Day is poised to strike at five-under (66), alongside Adelaide’s Nick Cullen and one shot behind Taylor Macdonald (six-under 65) of Queensland’s Redcliffe club.
Of the current top 10, eight of them had the advantage of playing in the benign conditions offered yesterday morning.
The afternoon was a different matter. The wind that was barely whispering when Davis and Day finished their rounds, was whipping around the course by the time world No 2 and defending champion Spieth was halfway through his round.
A bogey, bogey start set the Texan back on his heels early but he worked his way back into his round with birdies on the 4th and 5th.
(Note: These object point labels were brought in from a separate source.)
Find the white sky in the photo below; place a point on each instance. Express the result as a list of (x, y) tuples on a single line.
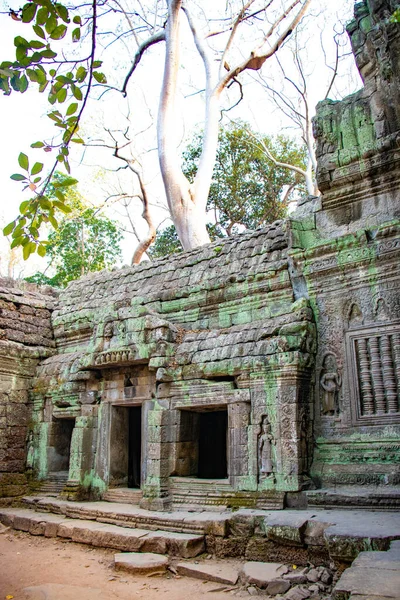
[(24, 120)]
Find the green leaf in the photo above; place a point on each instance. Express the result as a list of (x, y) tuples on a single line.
[(48, 53), (29, 12), (17, 241), (23, 84), (45, 204), (36, 44), (76, 34), (23, 161), (53, 221), (51, 24), (43, 86), (42, 15), (66, 182), (76, 92), (32, 75), (21, 53), (20, 41), (72, 108), (62, 12), (59, 32), (63, 207), (28, 250), (24, 206), (39, 31), (36, 57), (41, 250), (62, 95), (81, 73), (41, 76), (60, 195), (100, 77), (37, 167), (9, 228)]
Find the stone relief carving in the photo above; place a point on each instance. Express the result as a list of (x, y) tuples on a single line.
[(266, 467), (355, 316), (330, 384)]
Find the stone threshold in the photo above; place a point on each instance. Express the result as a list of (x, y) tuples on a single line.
[(339, 535)]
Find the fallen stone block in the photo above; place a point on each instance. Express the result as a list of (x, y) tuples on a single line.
[(389, 560), (299, 592), (220, 573), (369, 582), (278, 586), (112, 536), (261, 573), (143, 563)]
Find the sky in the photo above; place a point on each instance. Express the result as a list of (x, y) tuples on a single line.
[(24, 121)]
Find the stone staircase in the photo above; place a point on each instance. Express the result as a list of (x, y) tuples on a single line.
[(99, 531), (54, 484), (193, 494)]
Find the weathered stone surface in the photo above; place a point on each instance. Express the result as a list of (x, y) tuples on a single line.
[(365, 581), (58, 591), (220, 573), (140, 564), (278, 586), (261, 574), (299, 592)]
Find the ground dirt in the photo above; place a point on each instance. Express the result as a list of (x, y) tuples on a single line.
[(27, 561)]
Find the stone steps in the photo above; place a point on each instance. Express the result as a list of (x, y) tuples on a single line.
[(217, 495), (103, 535), (54, 484), (131, 516), (372, 498)]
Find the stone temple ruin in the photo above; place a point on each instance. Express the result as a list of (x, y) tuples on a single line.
[(259, 371)]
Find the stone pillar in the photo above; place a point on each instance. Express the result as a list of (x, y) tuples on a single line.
[(156, 455), (238, 438)]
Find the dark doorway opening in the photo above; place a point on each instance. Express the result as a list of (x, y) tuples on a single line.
[(135, 446), (213, 462), (60, 444)]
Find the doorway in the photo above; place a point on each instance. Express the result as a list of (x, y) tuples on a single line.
[(60, 444), (202, 449), (135, 446), (126, 446), (213, 462)]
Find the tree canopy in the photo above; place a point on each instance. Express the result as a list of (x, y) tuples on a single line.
[(86, 240), (247, 190), (239, 37)]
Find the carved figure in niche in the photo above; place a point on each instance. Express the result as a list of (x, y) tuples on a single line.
[(29, 451), (265, 458), (380, 310), (330, 384), (355, 316), (108, 330)]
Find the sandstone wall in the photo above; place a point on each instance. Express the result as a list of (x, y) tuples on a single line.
[(25, 338)]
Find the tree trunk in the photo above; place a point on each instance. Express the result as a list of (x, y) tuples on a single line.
[(187, 215)]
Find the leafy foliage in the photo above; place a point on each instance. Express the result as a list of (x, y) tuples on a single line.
[(395, 18), (247, 188), (36, 63), (85, 241)]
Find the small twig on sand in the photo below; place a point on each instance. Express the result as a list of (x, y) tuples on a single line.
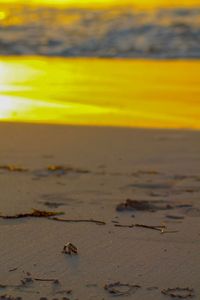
[(36, 213), (78, 221), (69, 248), (160, 228), (181, 293), (56, 281), (13, 168)]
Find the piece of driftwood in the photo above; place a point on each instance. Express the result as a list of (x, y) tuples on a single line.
[(181, 293), (65, 169), (13, 168), (70, 249), (121, 289), (56, 281), (141, 205), (78, 221), (157, 227), (35, 213)]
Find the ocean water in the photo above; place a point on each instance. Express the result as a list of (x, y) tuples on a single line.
[(106, 32), (103, 92)]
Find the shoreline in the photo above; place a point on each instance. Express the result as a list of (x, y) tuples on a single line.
[(89, 173)]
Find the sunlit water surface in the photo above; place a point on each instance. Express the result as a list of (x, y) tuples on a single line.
[(133, 93)]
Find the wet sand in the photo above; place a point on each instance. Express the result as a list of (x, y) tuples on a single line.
[(148, 247)]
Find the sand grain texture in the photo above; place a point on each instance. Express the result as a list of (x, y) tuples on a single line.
[(137, 263)]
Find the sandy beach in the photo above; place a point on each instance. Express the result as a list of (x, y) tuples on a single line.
[(130, 199)]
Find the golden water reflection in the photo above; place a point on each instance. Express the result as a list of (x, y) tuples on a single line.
[(162, 94)]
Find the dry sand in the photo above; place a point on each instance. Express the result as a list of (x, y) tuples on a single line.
[(105, 166)]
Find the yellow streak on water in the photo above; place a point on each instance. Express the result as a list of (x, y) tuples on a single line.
[(139, 3), (133, 93)]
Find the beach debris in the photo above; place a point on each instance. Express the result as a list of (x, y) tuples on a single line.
[(35, 213), (12, 270), (7, 297), (61, 170), (13, 168), (121, 289), (141, 205), (68, 292), (70, 249), (161, 228), (157, 227), (55, 281), (26, 280), (97, 222), (181, 293), (173, 217)]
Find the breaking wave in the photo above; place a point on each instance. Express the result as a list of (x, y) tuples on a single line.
[(111, 32)]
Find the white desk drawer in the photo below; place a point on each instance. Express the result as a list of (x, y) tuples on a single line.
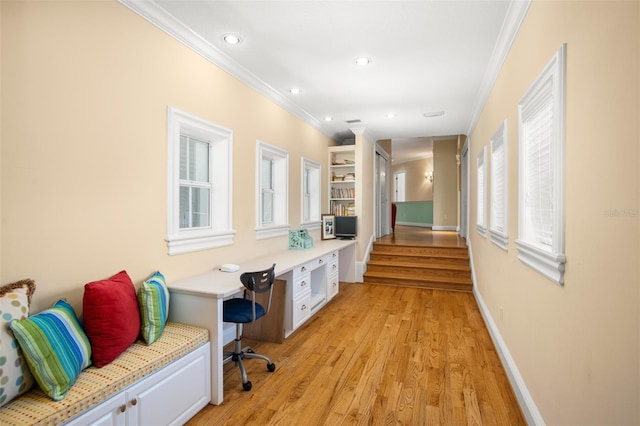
[(333, 286), (332, 268), (301, 309), (301, 285)]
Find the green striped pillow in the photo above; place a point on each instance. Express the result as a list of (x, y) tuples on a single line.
[(55, 346), (153, 300)]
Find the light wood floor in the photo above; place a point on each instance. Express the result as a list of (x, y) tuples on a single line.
[(376, 355), (419, 236)]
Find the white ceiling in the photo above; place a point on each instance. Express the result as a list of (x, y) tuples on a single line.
[(427, 56)]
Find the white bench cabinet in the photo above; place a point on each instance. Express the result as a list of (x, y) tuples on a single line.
[(169, 396)]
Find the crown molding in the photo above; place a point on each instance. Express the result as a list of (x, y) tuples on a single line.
[(158, 16), (510, 27)]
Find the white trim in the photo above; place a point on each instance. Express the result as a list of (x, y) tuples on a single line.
[(314, 223), (499, 239), (510, 27), (272, 231), (155, 14), (220, 231), (444, 228), (280, 226)]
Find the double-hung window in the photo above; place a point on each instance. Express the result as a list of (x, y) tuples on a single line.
[(541, 172), (310, 194), (481, 220), (272, 191), (498, 222), (199, 184)]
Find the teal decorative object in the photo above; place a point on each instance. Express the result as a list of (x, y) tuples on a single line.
[(308, 240), (295, 241), (299, 239)]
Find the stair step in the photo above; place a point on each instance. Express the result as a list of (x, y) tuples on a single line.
[(437, 284), (422, 270), (408, 258), (417, 277), (455, 252)]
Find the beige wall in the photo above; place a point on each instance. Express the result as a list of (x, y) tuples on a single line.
[(445, 184), (576, 346), (86, 86), (364, 187), (417, 187)]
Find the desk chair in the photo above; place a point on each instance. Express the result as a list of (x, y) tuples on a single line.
[(245, 310)]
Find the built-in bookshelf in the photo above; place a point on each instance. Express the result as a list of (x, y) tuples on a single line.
[(342, 180)]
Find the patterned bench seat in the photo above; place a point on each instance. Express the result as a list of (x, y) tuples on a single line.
[(98, 384)]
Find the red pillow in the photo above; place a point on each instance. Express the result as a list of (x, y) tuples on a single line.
[(111, 317)]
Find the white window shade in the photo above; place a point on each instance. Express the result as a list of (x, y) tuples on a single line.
[(481, 213), (498, 222), (198, 172), (541, 172)]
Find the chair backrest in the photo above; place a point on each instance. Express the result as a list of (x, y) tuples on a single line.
[(259, 282)]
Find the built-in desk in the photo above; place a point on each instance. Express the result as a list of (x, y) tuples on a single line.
[(198, 300)]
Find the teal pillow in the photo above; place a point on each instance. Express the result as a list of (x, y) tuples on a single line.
[(153, 299), (55, 346), (15, 377)]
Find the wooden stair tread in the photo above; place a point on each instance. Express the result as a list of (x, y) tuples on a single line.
[(421, 265), (400, 276)]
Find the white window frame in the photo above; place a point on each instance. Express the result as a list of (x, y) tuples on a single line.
[(310, 187), (279, 225), (481, 205), (220, 231), (544, 253), (499, 214)]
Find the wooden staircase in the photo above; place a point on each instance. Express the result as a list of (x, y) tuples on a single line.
[(439, 268)]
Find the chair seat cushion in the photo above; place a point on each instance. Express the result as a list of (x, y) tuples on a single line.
[(239, 310)]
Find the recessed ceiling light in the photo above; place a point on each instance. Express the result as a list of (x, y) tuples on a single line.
[(231, 39), (433, 114)]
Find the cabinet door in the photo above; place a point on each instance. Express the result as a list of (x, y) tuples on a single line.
[(333, 286), (173, 395), (301, 309), (109, 413)]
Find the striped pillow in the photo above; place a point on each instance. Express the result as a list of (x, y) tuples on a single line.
[(153, 299), (55, 346)]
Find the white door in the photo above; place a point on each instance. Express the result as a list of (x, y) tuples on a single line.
[(383, 207), (399, 186), (464, 190)]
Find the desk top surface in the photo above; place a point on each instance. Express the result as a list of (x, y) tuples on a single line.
[(218, 284)]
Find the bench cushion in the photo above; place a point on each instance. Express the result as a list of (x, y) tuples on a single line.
[(98, 384)]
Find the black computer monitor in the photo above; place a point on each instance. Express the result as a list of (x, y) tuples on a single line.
[(346, 227)]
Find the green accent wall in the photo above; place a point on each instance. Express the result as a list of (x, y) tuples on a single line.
[(414, 212)]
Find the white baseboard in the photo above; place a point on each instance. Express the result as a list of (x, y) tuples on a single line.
[(421, 224), (527, 404), (444, 228)]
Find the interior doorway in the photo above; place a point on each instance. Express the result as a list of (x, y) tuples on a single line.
[(383, 207)]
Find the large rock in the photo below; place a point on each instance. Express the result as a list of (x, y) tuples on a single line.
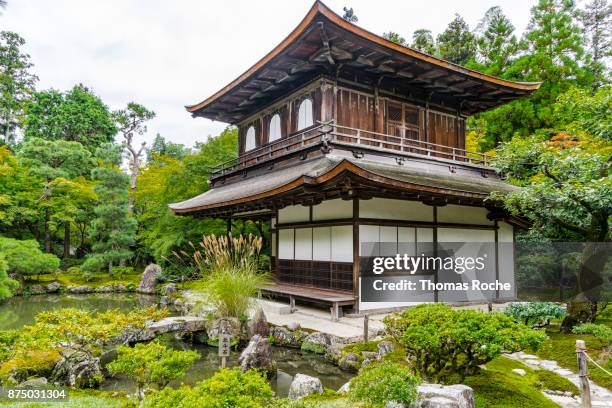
[(258, 325), (79, 289), (77, 369), (284, 337), (148, 280), (318, 342), (445, 396), (257, 355), (177, 324), (229, 325), (53, 287), (304, 385), (39, 382)]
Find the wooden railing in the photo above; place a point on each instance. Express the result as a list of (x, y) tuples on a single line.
[(330, 132)]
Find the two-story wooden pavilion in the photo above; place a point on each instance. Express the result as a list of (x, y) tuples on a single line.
[(347, 138)]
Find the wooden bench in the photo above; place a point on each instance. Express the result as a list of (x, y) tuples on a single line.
[(335, 298)]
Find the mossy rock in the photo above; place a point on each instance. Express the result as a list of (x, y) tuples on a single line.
[(313, 347)]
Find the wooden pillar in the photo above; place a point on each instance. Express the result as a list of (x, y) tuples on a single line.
[(356, 251)]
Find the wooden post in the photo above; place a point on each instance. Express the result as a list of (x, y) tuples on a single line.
[(585, 389)]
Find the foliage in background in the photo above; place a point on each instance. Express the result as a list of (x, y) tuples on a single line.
[(167, 180), (226, 388), (24, 258), (442, 342), (378, 383), (113, 230), (77, 115), (151, 364), (16, 84), (230, 273), (536, 314), (7, 285)]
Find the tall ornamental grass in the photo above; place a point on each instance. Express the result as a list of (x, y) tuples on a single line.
[(230, 271)]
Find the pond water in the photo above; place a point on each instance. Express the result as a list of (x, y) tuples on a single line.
[(19, 311)]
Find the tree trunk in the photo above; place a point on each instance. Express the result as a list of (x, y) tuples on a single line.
[(66, 240), (590, 283), (47, 231)]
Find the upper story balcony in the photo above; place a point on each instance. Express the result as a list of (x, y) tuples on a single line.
[(329, 134)]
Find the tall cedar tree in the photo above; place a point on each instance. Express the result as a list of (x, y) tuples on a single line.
[(497, 45), (16, 84), (553, 54), (422, 40), (113, 230), (77, 115), (131, 121), (56, 163), (596, 21), (457, 44)]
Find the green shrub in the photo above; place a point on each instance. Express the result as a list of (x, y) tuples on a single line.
[(535, 313), (379, 383), (549, 380), (25, 258), (227, 388), (120, 271), (601, 331), (7, 285), (442, 342), (151, 364)]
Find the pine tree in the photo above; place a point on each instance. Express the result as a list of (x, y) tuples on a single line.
[(596, 21), (497, 45), (423, 41), (457, 44), (113, 230), (395, 37)]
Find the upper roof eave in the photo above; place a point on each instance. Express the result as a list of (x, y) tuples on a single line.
[(318, 8)]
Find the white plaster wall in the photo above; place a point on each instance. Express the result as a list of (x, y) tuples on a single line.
[(303, 244), (463, 214), (385, 208), (505, 239), (321, 244), (333, 210), (342, 243), (285, 243), (293, 213)]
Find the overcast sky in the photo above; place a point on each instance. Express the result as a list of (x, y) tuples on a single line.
[(168, 54)]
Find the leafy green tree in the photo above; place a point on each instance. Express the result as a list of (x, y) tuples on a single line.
[(151, 364), (566, 192), (497, 45), (596, 19), (442, 342), (54, 162), (16, 83), (226, 388), (168, 180), (130, 121), (395, 37), (349, 15), (579, 110), (113, 230), (7, 285), (162, 147), (552, 54), (422, 40), (77, 115), (457, 43), (24, 258), (19, 195)]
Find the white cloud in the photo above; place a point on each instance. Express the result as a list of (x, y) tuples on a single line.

However it was one step forward, one step back for most of the day as he accumulated five bogeys and six birdies.
His round stuttered along like a car being driven by a teenager still figuring out the stick shift, which he said was predictable given he was coming off the longest break he’s had from the game since he left college.
A clutch 4m putt on the 18th left him at one-under, and he was content given the difficulty of the conditions and his rough start. “Three-under from there is pretty solid in this wind,’’ Spieth said.
“There were tremendous scoring conditions this morning which we’re hoping to see tomorrow so I’ve got to go out and take advantage and move up the board, and those guys will get what we had in the afternoon and it will be more difficult, so being seven back isn’t really seven back, given the difference in the (conditions).
He said he would be looking to shoot around 66 in his second round this morning to get himself back up the leaderboard.
“You see scores back up on the weekend (here) because the wind always blows and the greens firm up, so I’m not anxious about the finish of this tournament yet.”
By contrast, Davis found all the right gears early.
He is a tall, raw-boned lad who not only has length off the tee but beautiful finesse around the greens, as evidenced by his chip in on the 7th hole yesterday, which was followed by a bunker shot that hit the pin on the 8th and only narrowly avoided dropping in. By that stage he was six-under after seven holes, having birdied everything except the third.
“The first eight holes everything was looking like it was going in, even from off the green, which was nice’’ he said.
An errant tee shot on the 9th resulted in his only bogey, but he regrouped quickly to gain shots on the 12th, 14th and 18th.
Davis is very familiar with The Australian Golf Club layout, having played eight rounds there in five days two years ago to win the Australian amateur title.
As a rookie professional, he qualified to play on the third-tier Mackenzie Tour in Canada this year and has now reached next month’s final stage of qualifying for the second-tier Web.com tour. He shot a final round of seven-under to finish second in the second stage at Murrieta in California earlier this month and appears to have brought that form to Australia.
He vowed to treat today’s second round “like any other round’’ despite knowing that he will have the major winners Day and Spieth hunting him down during the coming days.
“I know that they’re there, it’s nice that they’re there because it makes it feel like a really big tournament and it’s great to have played this great with that kind of stuff going on,’’ he said.
“With a start like this, I feel like if I can keep on doing what I’m doing, I’ll be right up there come Sunday.’’
Day has a simple plan for bringing the young man down and lifting the Stonehaven Cup.
“I think if I can shoot 5, 5, 5, 5, get it to 20-under, then I’ll have a good chance of winning,’’ he said.
But he conceded that was easier said than done given that he will to play his second round this afternoon in the same wind that confounded Spieth, and fellow US Tour players Cameron Smith (one under) and Matt Jones, the 2015 champion, (even) yesterday.